Roberto's War Service (1915-1918)
Dictated November 30, 1990.
Typed November 14,1995.

Italy declared war on May 23, 1915, against Austria-Hungary and later against Germany as well. There was a convention entered into by Italy and the Allies called the London Convention. Italy was promised certain territorial demands against Austria to be settled at the end of the war. Roberto served in the infantry and for a time was the bugler for General Badoglio, one of the top Italian generals who was also active in the Second World War.

In 1914 when the war started, the Germans trampled through Belgium, the Netherlands, Luxembourg, and broke through the French Maginot Line and invaded France. This was all done by the end of August 1914. After this, it became a war of the trenches. The same thing took place on the war front between Austria and Italy. This became known as the war of the trenches. The soldiers on either side shot at each other with all they had, rifles, cannon, mortars, but hardly moving position. The soldiers were in there for months regardless of weather, water, excreta, rodents, and dead, as well as wounded companions. While there were some heavy battles, nothing changed much. This was the type of war up to the end of 1917 and into 1918. During that time, army tanks were first developed by the British and then all the other nations retaliated in kind. Also the airplane came into use, first for observation purposes and soon after for bombing and air battles.

Italy suffered a disastrous defeat at Caporetto on October 23, 1917, but the Italians regrouped later at the Piave, which is a river that runs from the Alps and into the Adriatic sea. They regrouped on the west side of the river and prepared a new attack. The new attack occurred on May 24, 1918, and is recalled in Italian history as the Battle of the Piave. Roberto was in that battle and at one point he developed a large boil on the top of his shoulder, a result of carrying his fighting equipment. Because of that he was sent back for medical attention. Before launching their attack, the Italian army diverted the course of the river to allow their mechanized units to advance with the soldiers and inflicted a great defeat on the Austrians. When Roberto was cured of his infection, he was sent back to the front. He arrived there and his entire regiment had been destroyed and with the few remaining soldiers a new regiment was formed.

Eventually Austria sued for an armistice jointly with Germany, and one was signed on November 10, 1918 to take effect on November 11, 1918, at 1100 hours to bring the entire war to an end.

The border between Austria and Italy was not respected in accordance with the London Concordat in which Italy requested the return of Trieste and Fiume. Fiume was awarded to the newly formed Yugoslavia. However, further negotiations between Italy and Yugoslavia resulted in Fiume returning to Italy, in 1924.

When the war ended, there were no allied soldiers on German territory but German soldiers were in France, Belgium, Luxemburg, and the Netherlands at just about the same positions they had conquered during the month of August 1914. On the Italo-Austrian front there were Italian soldiers on Austrian territory but there were also Austrian soldiers on Italian territory.

There were many important battles mostly near the end of the war in which the Canadian army played a very important role, I will leave that to the true historians. One incident is worth mentioning. When the armistice had already been signed for the war to end on November the 11th, the Canadian General Currie launched an attack on the German lines. His objective was to return to the positions held at the beginning of the war. The attack did not succeed, the lines did not change place and each side had lost an additional 150 soldiers, uselessly.

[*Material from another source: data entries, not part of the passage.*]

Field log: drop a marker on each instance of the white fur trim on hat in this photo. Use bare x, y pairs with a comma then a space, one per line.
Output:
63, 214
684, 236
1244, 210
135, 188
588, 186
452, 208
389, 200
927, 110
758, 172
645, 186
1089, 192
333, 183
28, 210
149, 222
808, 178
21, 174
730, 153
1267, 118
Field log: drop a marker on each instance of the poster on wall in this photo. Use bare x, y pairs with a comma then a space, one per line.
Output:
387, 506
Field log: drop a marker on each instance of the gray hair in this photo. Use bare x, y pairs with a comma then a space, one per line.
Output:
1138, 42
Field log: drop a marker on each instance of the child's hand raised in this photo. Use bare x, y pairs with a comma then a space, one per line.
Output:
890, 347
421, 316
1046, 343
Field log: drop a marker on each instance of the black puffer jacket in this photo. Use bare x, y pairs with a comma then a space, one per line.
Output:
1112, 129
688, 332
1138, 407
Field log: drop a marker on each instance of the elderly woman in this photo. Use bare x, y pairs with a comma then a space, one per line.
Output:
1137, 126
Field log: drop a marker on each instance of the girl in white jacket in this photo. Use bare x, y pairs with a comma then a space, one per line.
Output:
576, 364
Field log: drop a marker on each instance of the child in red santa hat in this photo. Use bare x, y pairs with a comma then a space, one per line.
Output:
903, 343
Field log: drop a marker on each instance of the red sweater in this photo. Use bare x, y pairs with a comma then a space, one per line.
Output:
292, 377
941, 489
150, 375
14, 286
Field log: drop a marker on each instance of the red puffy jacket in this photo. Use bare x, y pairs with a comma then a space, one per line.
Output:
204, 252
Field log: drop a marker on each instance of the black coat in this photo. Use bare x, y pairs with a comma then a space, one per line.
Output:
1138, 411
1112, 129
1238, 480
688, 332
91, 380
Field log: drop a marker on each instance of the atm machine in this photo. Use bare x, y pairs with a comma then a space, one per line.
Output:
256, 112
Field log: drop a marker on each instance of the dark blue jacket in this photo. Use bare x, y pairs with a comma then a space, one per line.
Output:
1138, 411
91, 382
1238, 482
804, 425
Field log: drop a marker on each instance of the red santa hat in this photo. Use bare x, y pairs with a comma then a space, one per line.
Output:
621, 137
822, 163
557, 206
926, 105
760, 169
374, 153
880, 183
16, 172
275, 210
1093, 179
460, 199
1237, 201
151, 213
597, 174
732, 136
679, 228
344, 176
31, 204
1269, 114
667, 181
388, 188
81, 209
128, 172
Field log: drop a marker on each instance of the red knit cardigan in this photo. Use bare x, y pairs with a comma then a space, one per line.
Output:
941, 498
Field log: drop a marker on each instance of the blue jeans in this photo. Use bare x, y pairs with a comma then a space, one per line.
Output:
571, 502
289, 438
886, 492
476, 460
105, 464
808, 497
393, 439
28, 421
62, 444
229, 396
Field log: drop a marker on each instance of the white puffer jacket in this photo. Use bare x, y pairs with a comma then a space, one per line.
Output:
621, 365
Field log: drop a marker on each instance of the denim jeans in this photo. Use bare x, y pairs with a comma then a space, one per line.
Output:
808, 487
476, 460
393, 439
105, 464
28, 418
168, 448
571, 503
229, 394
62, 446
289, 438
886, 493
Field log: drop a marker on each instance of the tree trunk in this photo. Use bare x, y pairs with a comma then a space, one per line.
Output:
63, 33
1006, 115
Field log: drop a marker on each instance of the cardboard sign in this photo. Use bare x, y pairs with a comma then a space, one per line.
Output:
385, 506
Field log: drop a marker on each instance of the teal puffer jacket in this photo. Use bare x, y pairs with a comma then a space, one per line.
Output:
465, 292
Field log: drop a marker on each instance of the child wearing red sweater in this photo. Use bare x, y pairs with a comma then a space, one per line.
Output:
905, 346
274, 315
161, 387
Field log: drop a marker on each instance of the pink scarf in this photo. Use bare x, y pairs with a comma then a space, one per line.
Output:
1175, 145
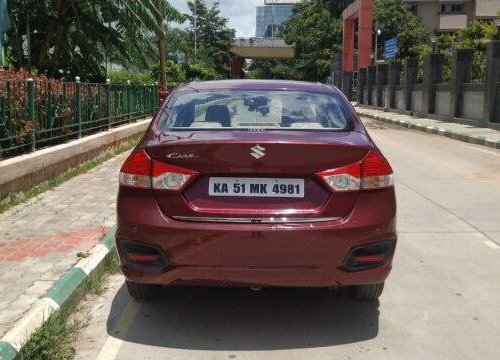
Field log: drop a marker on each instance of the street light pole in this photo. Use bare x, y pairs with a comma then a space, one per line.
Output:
377, 34
161, 46
195, 31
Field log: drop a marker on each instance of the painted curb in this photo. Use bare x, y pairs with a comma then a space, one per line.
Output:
59, 293
452, 134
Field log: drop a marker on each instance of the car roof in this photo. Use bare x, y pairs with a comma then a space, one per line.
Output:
256, 85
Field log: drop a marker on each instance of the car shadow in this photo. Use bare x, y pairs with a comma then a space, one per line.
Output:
204, 318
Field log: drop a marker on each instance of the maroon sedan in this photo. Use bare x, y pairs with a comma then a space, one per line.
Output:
256, 183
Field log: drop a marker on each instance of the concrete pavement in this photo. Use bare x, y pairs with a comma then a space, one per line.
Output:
468, 133
42, 238
440, 302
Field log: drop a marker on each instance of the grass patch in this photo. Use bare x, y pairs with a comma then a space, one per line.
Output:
53, 340
56, 338
15, 199
96, 285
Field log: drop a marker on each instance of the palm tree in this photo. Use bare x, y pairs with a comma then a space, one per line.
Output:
79, 34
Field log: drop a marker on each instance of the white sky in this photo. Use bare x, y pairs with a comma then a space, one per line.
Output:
241, 13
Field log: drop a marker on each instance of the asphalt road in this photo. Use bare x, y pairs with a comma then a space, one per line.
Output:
442, 300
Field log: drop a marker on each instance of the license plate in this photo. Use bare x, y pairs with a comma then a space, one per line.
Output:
256, 187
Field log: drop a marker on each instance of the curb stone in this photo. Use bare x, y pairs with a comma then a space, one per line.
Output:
58, 295
452, 134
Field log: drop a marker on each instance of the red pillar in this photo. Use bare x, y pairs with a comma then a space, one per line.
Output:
237, 67
348, 45
365, 33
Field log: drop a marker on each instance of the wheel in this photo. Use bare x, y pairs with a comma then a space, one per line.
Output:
368, 291
142, 291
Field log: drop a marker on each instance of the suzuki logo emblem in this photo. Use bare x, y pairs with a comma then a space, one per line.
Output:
258, 151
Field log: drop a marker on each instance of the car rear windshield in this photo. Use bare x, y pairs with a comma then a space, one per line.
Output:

Yours is not to reason why,
Yours it is to do and die.

During the war everyone was mobilized, even the song writers. Some of the songs written then are still popular today.

One was;

Le ragazze di Trieste
Canto'n tutte con ardore
O Italia, O Italia, del mio cuore,
Tu ci vieni a libera!


The young ladies of Trieste
All sing with ardor
Oh Italy, Oh Italy, of my heart,
Come and liberate us.

Another one was;

Il General Cadorna
Ha scritto a la regina
Se voui veder' Trieste,
Te mando un' Cartolina.


General Cadorna
Has written to the Queen
If you want to see Trieste,
I shall send you a postcard

Thereby indicating that he has occupied the city of Trieste

This one should have been the first;

Il Piave mormorava
Calmo e placido
Al passagio dei primi fanti
Il ventriquatro Maggio


The Piave murmured
Calm and tranquil
At the passing of the first infantry(man)
On the twenty-fourth of May.

This completes my efforts of the history of Italy during the time that we, the Verdone Family, lived in Italy.

War, however, is always a painful experience for those involved in it either as an actual combatant and those who stay home and wonder what is happening to their loved ones. Our dad returned after having suffered many hardships, but he returned! Mother had a brother who also went to war and never returned. He was declared "Lost at War" that is, not dead, not prisoner, not defector, nor injured and not able to return. Mom used to say that grandmother always thought that he would return any day soon, she believed in that until her dying days, ... he has not returned ...yet.

"The paths of glory lead but to the grave."